Lo spoglio dei voti di domenica 4 marzo ci ha riservato numerose sorprese e poche conferme ecco quali sono state le sconfitte più cocenti della sinistra.

Chi ce l’ha fatta

Paolo Gentiloni candidato del Pd al Comune di Roma nel collegio 01 - Roma - Quartiere Trionfale ha vinto la sfida e conquistato più di 45mila voti con oltre il 41% delle preferenze. Matteo Renzi, vince nella sua Firenze, contro l’economista della Lega Alberto Bagnai ottenendo 85.782 voti contro i 47.344 del suo sfidante.
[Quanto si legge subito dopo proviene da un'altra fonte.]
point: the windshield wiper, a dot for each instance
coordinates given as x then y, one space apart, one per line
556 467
Anche Maria Elena Boschi è stata eletta a Bolzano al collegio 01 con il 34,11 delle preferenze pari a 18.683 voti e Luca Lotti che a Empoli ha conquistato il 40% delle preferenze 11002 voti . Il ministro dei Trasporti Graziano del Rio è stato promosso a Reggio Emilia con il 36% delle preferenze distanziato di 10% dal M5s. Ce la fa anche il ministro dell’economia Padoan nel collegio di Siena che raccoglie 12242 voti che vince la sfida con l'economista della Lega, Claudio Borghi (10053 voti) . Il ministro della Salute Beatrice Lorenzin candidata a Modena conquista il suo seggio alla Camera e Casini la spunta al Senato a Bologna con 69091 voti.
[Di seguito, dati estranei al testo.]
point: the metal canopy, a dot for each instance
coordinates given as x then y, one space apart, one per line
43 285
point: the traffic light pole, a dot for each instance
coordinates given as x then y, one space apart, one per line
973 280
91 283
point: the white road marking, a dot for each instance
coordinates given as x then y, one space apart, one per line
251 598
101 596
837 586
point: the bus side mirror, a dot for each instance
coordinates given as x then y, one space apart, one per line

Il centrosinistra conta ancora a Milano dove i candidati alla Camera hanno conquistato 3 collegi su 5: Lia Quartapelle, Bruno Tabacci e Mattia Mor e Tommaso Cerno al Senato.

Chi ha perso

Minniti e Franceschini perdono rispettivamente il primo a Pesaro dove il ministro dell’Interno viene superato dal candidato del Movimento 5 Stelle di 1300 voti circa e a Ferrara, città natia del ministro della Cultura, che viene superato dall’esponente della destra Maura Tomasi di 3864 voti. Sconfitto il ministro del Mezzogiorno Claudio de Vincenti a Sassuolo superato dalla destra dal M5s.

Bocciata la ministra dell’Istruzione Valeria Fedeli che ha perso al Senato superata dalla candidata della destra Rosellina Sbrana come pure la ministra Roberta Pinotti sconfitta a Genova da Crucioli del 5Stelle e dalla destra.


Francesca Barra (giornalista e scrittrice) e Guido Viceconte (parlamentare prima europeo poi italiano dal 2001 e anche sottosegretario con Berlusconi premier) sono emeblemi dell'esito negativo delle elezioni politiche per il Pd in Basilicata, terra da sempre generosa di successi per il centrosinistra. La Barra, nata a Policoro (Matera) e candidata alla Camera nella sua città ha ottenuto 4800 voti circa un terzo del vincitore del Movimento 5 Stelle Gianluca Rospi (più di 15.000). Nel collegio uninominale Potenza-Lauria alla Camera - con lo spoglio completato in 298 sezioni su 311 - Guido Viceconte ha raccolto solo il 17,37 dei consensi con 6.945 voti. Il vincitore anche qui del M5S Salvatore Caiata ha ottenuto il 43% delle preferenze con 17.291 voti.

La batosta di Leu

Cocente la sconfitta di Massimo D’Alema che candidato di Leu al Senato a Nardò ha collezionato 870 voti contro i 6218 della vincitrice Barbara Lezzi del Movimento 5 Stelle. Stessa sorte per Pietro Grasso a Palermo
con una percentuale del 5,81 pari a 11.580 voti battuto da l grillino Stanislao di Piazza che ha ottenuto 87.301 voti. Superata anche Laura Boldrini (LeU) che ha totalizzato 5812 voti, nel collegio milanese dove ha trionfato Tabacci (51.936 voti) seguito da Cristina Rossello (46.666 voti) della destra e dal candidato del M5S Alberto Bonisoli (17362 voti).